Another view of the BEE plots, Lake Fryxell, and the Commonwealth Glacier

Von Guerard Streambed

Von Guerard Stream outlet to Lake Fryxell with a stream gauge set up by the LTER Stream Team


So some of the plots have no treatment applied (the control), others have water added once each season, others just the ITEX cones (so increased temperature), and the final group has ITEX cones and water added.

Once we arrived, we sampled each of the 24 plots first. Some of the water plots still had frozen water right near the surface from last year! We had to chisel out some dirt from those locations. Then we added some new water to each of the plots that needed it. The last thing was some routine maintenance on the plots to be sure they can withstand another harsh Antarctic winter (the extremely strong winds in the Dry Valleys can reach greater than 100 mph and really do a number on our experiments if they're not secured properly).

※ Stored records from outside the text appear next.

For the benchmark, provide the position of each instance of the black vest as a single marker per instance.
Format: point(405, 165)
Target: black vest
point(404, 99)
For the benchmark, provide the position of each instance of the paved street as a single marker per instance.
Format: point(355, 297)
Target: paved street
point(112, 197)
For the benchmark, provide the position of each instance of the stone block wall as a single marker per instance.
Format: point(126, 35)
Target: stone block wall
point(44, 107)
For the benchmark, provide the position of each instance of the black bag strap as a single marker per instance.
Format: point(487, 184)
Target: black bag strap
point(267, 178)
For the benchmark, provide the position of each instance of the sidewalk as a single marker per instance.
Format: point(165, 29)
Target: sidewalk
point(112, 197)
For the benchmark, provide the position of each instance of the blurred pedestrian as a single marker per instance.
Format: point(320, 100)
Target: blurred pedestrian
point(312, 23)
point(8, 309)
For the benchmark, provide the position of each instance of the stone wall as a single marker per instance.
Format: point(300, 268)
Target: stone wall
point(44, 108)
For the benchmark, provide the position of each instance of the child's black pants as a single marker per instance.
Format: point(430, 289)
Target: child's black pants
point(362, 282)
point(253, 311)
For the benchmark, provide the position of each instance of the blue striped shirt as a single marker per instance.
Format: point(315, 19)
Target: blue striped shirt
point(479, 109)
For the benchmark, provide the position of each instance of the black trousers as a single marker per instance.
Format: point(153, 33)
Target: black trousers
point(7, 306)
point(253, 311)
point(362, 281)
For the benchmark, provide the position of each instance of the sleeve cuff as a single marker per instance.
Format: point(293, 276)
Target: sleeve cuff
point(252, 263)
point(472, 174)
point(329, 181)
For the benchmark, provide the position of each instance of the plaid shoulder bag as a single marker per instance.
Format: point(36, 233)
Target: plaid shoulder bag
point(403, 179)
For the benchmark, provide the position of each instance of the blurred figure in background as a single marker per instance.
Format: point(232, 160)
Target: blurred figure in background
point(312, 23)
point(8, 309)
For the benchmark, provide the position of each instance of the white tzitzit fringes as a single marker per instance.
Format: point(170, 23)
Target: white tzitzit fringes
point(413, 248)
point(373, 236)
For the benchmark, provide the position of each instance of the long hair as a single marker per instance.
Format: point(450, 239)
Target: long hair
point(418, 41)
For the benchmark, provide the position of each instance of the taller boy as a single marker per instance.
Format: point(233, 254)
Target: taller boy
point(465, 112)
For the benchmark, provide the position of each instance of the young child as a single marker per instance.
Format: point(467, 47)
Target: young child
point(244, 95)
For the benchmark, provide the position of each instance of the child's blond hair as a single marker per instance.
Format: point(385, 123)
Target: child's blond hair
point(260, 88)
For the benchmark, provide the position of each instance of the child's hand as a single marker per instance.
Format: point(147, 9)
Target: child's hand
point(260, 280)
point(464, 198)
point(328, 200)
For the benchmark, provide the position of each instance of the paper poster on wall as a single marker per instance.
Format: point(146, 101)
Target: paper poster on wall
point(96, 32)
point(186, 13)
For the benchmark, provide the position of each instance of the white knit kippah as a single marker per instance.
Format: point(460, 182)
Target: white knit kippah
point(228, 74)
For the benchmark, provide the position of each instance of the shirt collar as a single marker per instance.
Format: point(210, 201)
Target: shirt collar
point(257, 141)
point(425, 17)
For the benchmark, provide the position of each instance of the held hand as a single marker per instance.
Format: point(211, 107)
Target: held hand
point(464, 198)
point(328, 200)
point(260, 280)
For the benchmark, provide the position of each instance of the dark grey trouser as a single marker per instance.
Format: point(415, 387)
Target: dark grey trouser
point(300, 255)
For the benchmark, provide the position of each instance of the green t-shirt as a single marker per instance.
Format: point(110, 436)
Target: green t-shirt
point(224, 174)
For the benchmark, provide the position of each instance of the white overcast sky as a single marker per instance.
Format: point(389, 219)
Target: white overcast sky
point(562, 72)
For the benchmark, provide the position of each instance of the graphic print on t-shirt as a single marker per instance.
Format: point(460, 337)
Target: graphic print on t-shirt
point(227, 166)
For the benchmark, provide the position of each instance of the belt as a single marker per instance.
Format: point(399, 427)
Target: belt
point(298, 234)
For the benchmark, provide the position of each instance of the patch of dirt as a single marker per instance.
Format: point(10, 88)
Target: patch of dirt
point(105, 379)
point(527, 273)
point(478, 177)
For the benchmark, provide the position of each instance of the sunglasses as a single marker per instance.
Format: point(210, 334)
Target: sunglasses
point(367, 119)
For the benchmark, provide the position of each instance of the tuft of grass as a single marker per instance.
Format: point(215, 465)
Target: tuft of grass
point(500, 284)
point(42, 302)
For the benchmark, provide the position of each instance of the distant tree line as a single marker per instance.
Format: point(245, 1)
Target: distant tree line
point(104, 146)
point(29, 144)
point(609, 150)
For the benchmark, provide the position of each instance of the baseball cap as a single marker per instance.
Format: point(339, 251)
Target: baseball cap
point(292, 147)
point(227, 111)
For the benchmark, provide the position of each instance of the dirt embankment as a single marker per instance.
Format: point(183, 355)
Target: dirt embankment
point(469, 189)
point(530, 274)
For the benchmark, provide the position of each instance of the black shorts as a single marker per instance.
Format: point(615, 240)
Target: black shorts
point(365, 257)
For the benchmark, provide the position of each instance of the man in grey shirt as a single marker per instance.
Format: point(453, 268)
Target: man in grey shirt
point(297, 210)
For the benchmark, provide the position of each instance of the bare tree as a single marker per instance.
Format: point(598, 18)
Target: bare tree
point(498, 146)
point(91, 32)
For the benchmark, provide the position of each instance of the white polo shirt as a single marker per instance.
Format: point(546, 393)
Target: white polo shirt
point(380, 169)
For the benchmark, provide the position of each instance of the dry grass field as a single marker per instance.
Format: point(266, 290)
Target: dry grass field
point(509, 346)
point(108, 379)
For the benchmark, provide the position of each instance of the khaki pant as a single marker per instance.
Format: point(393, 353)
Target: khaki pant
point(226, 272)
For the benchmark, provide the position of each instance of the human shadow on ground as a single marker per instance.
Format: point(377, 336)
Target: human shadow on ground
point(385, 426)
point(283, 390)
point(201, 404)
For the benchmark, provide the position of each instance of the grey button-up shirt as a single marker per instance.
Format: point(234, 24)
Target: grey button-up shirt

You might be wondering why there's a camp set up in the middle of nowhere. There are actually camps spread throughout the Dry Valleys, most of them owned by the US. These camps serve as staging, camping, and emergency survival locations for science researchers doing field work. Some of the scientists end up spending weeks in the Dry Valleys. In particular, the LTER Stream Team stays in the valley for weeks hiking around to different stream gauges measuring flow rates. F6 camp is next to Von Guerard Stream at Lake Fryxell. One of the field camps, Lake Hoare, has a dedicate camp manager who stays the whole summer there. The ATV you see is parked on lake ice that never thaws out completely. The lake will form a moat as the summer progresses with melted lakewater ringing it. ATV's can only be driven on ice because they are too disruptive to be driven on the soils.